23- Peki Siz Pizzayı Nasıl Yiyorsunuz?

2.6K 275 203
                                    

Evet, yeni bölüm ve bi ay geçmedi sşlaskdşlasda

İyi okumalar dilerken lütfen okuduktan sonra sona bıraktığım o uzuuun notu da okur musunuz rica etsem *-*-* 


---


"Yixing hadi ya, ne olursun."

"Hayır Sehun. Seninle oraya gelmeyeceğim."

"Lütfen! Yalvarırım. Bak ne istersen yaparım." Sehun bana birlikte gece kulübüne gitmemiz için yalvarırken onu reddedecek farklı kelimeler arıyordum. Çünkü o bildiği bütün kelimeleri kullanarak bana gitmemiz için baskı uyguluyordu ve inanın ona hayır demek çok zordu.

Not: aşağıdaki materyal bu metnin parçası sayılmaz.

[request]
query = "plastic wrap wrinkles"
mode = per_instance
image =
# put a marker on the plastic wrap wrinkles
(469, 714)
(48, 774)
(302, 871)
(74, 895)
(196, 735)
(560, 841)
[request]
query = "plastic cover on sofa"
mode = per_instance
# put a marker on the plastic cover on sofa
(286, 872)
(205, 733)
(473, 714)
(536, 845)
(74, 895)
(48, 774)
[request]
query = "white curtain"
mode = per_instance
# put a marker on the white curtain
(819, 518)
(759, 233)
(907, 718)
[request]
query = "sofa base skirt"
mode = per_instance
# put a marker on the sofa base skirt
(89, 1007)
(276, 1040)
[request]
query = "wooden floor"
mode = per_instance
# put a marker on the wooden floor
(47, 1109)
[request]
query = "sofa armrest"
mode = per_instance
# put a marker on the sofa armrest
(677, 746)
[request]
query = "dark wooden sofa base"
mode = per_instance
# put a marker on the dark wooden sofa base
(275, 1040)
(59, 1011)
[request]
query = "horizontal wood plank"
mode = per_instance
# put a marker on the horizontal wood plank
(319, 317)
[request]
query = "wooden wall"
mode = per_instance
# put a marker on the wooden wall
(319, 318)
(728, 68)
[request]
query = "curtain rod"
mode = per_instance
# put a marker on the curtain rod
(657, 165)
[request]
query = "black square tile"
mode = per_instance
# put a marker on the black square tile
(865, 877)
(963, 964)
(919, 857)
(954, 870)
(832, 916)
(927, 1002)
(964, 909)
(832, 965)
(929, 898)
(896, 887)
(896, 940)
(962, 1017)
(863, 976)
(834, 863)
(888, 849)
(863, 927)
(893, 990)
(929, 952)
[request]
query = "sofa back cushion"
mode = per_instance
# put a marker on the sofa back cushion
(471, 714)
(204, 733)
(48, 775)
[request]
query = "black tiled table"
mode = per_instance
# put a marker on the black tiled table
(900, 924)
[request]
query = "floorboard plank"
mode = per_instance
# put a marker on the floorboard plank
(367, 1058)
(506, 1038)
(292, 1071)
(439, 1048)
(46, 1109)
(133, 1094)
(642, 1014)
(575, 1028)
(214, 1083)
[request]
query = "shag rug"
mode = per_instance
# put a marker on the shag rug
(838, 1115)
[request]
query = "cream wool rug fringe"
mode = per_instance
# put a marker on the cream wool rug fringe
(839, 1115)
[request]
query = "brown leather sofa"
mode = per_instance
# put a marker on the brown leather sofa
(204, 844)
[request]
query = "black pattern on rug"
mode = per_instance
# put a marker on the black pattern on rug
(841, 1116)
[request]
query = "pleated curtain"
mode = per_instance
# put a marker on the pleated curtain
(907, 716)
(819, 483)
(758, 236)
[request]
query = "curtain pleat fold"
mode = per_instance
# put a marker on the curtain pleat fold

"Sana söyledim Sehun. Seninle oraya gitmem."

"Bak sakatım ve evde durmaktan artık ölmek üzereyim. Giderek Chanyeol'e benziyorum ben de. Baksana bu saat olmuş hala üzerimde pijamalarım var. Evde kaldım. Hem baksana her yerim tutuldu evde durmaktan." O kadar iyi bir oyunculuk performansı sergiliyordu ki ağlamaya başlarsa şaşırmazdım ama yine de içim acırdı onu öyle gördüğüm için. Böyle saf bir insandım. 

"Abartmayı keser misin artık? Kolun yakında geçecek."

"Ama Xing, bütün arkadaşlarım dışarıda eğleniyor. Bir ben evdeyim." Şimdi de duygu sömürüsü yapıyordu, harika! "Baekhyun artık benimle gelmiyor."

"Sehun." Pes ederek derin bir nefes aldığımda bunun sonunda ne diyeceğimi tahmin etmiş gibi gözlerinde büyük bir parlama oluşmuştu.

"Söz veriyorum ki seni bırakıp başkasıyla gitmeyeceğim. Peşinden ayrılmayacağım ve çok fazla içip kontrolümü kaybetmeyeceğim. Kızlarla gitmek kesinlikle yok ve aptal arkadaşlarımla seni tanıştırmayacağım. Sadece bir şeyler içip müzik dinleyip geleceğiz."

"Eğer bu dediklerinin tersi olursa..."

"Bu dediklerimin aksi bir şey olmayacak. Gerçekten söz veriyorum. Söz verdiğimde tuttuğumu bilirsin." İşte bu kısmı hiç inandırıcı değildi. Söz konusu kızlar olduğunda Sehun'un hiçbir zaman sözünü tuttuğu görülmemişti.

Ben nasıl mı bu kadar sakin kalabiliyordum? Ya alıştığım içindi, ya da ben varken herhangi bir kızla yakınlaşmaya kalktığında ortalığı ayağa kaldıracağımdan emin olduğum içindi.

"Hadi üstümüzü giyinelim! Yani beni tabii ki sen giydireceksin çünkü bildiğin gibi artık yarım bir insanım." Kolundaki alçı çıkmış, şimdi sadece plastik bir sargıyla duruyordu ve hareket ederken dikkatli olması gerekiyordu. Ancak Sehun'un gözünde bu sakat kalmaktı.

"Senden nefret ediyorum."

"Biliyorum, ama üzgünüm. Bu kadar tatlı olmak benim suçum. Fakat merak etme ben de seni seviyorum." Odasına, daha doğrusu o kıyafet yığınına gittiğimizde Sehun'un sözleri önce kalbime sonra da hareket mekanizmama saplanmış gibiydi.

"Bu odada nasıl nefes alıyorsunuz siz?" Gece olduğunda kıyafetlerin üzerinde yatıyor olmalılardı.

"Bu yüzden benim sürekli evde olmam doğru değil. Umarım temiz kıyafetim vardır yoksa sizin odaya dalacağım."

"Olmaz! Giy işte bir şeyler." Daha geçen odayı ve dolabını toplaması konusunda Chanyeol'le birbirimize girmiştik, bir daha dağılmasını kaldıramazdım.

"Temiz kıyafetlerimde güzel bir şeyler varsa neden olmasın?" Dolabının başına geçip eğildiğinde biçimli fiziğini incelemiştim.

"Vücudun o kadar güzel ki ne giysen yakışıyor zaten." Bunu sesli söylememiştim ama neden Sehun bir anda kafasını kaldırıp bana bakmıştı. Tanrım bunu sesli söylememiştim değil mi?